How the World Works does not always thrill to the sight of lawyers representing dead writers in the act of enforcing intellectual property laws beyond the grave, but in the case of Dr. Seuss versus a coal-gasification startup with the effrontery to call itself "LoraxAg," I will make an exception.
The New York Times' Green Inc. blog has an update:
Colin Miner reports:
The company that protects the copyrights on the works of Theodor Geisel, better known as the children's book author Dr. Seuss, has sent a cease-and-desist letter to a Massachusetts company looking to get into the coal business under the name Lorax -- the title character of a story published in 1971.
"There's no reason for them to use the term," said Karl ZoBell, the longtime lawyer for Dr.
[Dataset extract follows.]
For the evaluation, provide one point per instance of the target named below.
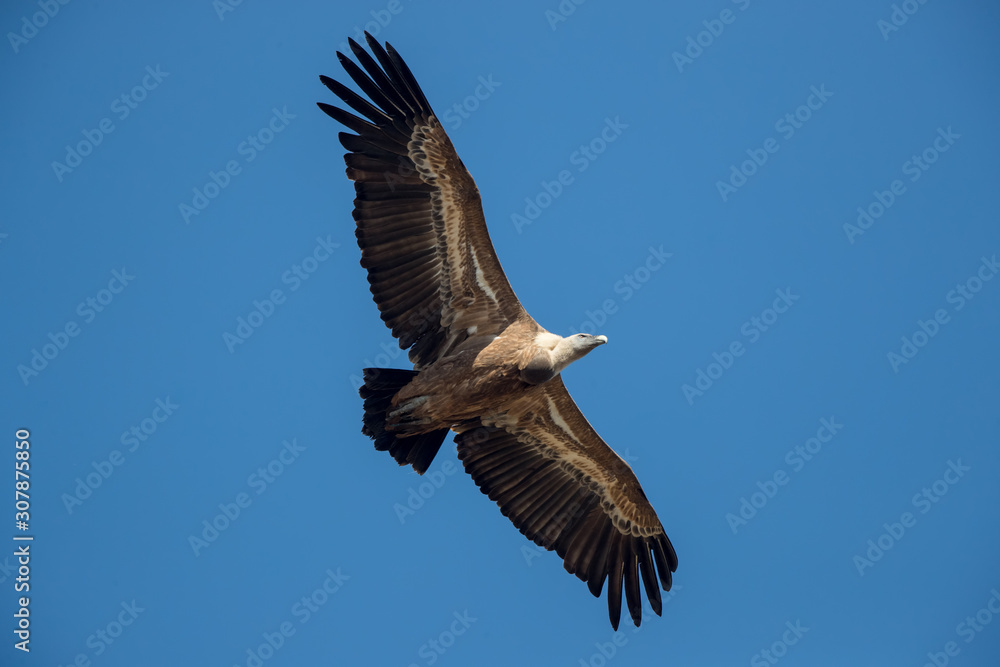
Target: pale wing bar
(560, 508)
(419, 224)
Seuss Enterprises, "except to purloin the good will attached to the book and use it for a company that appears to be the opposite of everything the book is about."
Miner does a good job of summarizing the story, but leaves out one key point. The first publication to report on LoraxAg's existence was Massachusetts High Tech, back last November. But according to Wonk Room's Brad Johnson, who who posted about the sacrilege last week, Dr. Seuss Enterprises did not have any idea LoraxAg even existed until Johnson called them up. Thus the cease-and-desist letter.
Give a hard-working blogger some credit, Mr. Paper-Of-Record!
(Thanks to reader Katherine Harrison for bringing the Green Inc. item to my attention.)